Da wären die Vier Choräle – wer da gleich an César Franck denkt, liegt nicht falsch. Denn es ist die französische Romantik, an der Andriessen sich zu einer Zeit orientiert, da sie in seiner Heimat so gut wie noch nicht bekannt war. Der Premier Choral von 1913 wirkt wie ein später Gruß an den Pariser Meis­ter von Sainte-Clotilde, der Deuxième Choral von 1916 verrät schon Andriessens Entwicklung hin zu einer eigenen Tonsprache, die er dann in den beiden folgenden Chorälen (1920/21) weiter ausbildet. „Verstiegene“ Harmonik steht neben herber Lyrik, momenthaft scheint Charles Tournemires Klanglichkeit auf (Andriessen hat ihn 1920 in Paris besucht).
Wenig später blickt Andriessen mit seiner Sonata da chiesa zurück auf die barocke Formtradition und Registrierpraxis.

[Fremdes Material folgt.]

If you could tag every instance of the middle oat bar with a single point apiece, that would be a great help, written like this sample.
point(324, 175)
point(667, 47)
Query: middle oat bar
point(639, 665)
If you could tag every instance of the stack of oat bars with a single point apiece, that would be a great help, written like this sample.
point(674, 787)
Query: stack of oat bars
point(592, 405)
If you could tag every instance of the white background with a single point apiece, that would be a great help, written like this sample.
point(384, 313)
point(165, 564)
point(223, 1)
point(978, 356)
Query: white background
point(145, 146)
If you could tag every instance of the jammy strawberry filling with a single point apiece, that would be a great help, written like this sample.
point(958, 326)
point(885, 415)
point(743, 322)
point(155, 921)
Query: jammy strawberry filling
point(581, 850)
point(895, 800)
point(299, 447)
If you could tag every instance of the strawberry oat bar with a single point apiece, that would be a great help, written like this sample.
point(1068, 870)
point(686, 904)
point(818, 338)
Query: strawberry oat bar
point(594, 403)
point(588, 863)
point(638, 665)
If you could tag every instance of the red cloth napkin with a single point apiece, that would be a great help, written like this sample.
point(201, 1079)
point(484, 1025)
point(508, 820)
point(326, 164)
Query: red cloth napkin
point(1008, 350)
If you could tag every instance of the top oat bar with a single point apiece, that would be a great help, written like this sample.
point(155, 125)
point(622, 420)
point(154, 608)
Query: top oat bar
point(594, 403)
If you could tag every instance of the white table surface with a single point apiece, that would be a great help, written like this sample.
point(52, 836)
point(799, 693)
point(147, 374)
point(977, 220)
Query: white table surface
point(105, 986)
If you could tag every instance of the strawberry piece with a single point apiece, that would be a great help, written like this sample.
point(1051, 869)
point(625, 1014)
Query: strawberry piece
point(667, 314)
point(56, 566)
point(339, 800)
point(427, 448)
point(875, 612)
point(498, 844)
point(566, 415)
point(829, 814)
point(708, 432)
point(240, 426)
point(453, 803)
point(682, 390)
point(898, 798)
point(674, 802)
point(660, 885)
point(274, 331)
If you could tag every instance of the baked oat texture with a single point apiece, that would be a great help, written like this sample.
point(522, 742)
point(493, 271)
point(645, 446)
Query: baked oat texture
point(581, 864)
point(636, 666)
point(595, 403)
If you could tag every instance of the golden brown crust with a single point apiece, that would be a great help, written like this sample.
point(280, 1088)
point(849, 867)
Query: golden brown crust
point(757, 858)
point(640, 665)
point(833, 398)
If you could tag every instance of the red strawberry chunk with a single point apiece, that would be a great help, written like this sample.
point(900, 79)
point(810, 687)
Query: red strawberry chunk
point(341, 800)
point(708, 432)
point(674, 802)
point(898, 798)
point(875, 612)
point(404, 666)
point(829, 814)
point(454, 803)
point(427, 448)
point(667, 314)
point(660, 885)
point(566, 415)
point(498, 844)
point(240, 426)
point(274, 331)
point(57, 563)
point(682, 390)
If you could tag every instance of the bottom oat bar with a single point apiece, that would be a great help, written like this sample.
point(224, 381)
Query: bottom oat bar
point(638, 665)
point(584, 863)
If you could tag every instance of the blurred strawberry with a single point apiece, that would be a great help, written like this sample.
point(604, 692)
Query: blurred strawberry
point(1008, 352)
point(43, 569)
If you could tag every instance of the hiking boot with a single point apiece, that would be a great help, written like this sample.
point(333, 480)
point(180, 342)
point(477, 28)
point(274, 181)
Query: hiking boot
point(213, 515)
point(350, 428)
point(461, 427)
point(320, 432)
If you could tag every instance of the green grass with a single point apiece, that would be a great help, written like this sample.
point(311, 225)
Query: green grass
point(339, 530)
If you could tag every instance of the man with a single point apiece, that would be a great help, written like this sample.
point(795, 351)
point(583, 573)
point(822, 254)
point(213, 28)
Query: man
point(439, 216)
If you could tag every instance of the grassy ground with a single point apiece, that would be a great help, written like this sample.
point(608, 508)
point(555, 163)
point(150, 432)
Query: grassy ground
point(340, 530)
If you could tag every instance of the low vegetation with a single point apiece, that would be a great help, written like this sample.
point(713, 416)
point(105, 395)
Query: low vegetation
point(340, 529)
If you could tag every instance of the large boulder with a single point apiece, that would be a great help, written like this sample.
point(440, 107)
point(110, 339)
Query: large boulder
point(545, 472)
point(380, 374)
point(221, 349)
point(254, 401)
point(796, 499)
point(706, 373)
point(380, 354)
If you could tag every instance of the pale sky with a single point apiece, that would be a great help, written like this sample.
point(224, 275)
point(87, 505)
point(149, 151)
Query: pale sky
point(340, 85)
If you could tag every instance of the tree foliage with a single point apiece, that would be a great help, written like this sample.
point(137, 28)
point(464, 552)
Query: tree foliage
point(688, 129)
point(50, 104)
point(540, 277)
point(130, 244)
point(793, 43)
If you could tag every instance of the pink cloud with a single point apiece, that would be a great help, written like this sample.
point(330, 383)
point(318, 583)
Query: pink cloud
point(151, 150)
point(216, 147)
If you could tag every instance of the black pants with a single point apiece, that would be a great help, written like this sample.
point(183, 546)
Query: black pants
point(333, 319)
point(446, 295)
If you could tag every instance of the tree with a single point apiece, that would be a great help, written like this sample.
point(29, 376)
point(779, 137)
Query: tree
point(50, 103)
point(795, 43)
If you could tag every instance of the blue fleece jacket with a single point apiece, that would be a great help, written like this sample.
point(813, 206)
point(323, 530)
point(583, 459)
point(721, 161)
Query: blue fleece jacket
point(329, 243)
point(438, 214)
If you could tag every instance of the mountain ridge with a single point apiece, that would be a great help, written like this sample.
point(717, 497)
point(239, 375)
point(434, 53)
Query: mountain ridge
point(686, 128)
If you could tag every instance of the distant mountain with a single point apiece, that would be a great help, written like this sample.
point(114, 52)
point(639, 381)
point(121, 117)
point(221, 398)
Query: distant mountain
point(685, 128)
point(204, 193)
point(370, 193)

In dieser Sonata, die nichts anderes als einen sechsteiligen Variationszyklus darstellt, wird seine Sprache „einfacher“ – was auch für das über zwanzig Jahre später geschriebene Thema met Variaties gilt, das der englischen Organistin und Uraufführungsinterpretin Susan Jeans gewidmet ist.
Benjamin Saunders hat ein äußerst sensibles Ohr für die verschiedenen Ästhetiken dieser Musik, macht sie lebendig und absolut hörenswert und ist ihren technischen Anforderungen mühelos gewachsen. Die Klais-Orgel von 2010 (V + P/ 49), erbaut unter Verwendung von Material der Vorgänger-Orgel (Norman & Beard, 1904), spricht deutlich englisches Idiom, ist aber von der Aufnahmetechnik nicht optimal eingefangen – was sicher vorab den örtlichen Gegebenheiten zuzuschreiben ist (das Instrument teilt sich in Hauptschiff- und Chor­orgel).
Die acht Textseiten des Booklets liefern nur spärliche Informationen sowohl über den Komponisten, seine Werke als auch die Orgel – schade! Aber es lohnt, sich mit Andriessens Biografie und dem Œuvre dieses katholischen (!) Organisten aus den Niederlanden auseinanderzusetzen, der sich geweigert hat, der Nazi-deutschen „Kulturkammer“ beizutreten und dafür mit Auftritts- und Aufführungsverbot belegt wurde.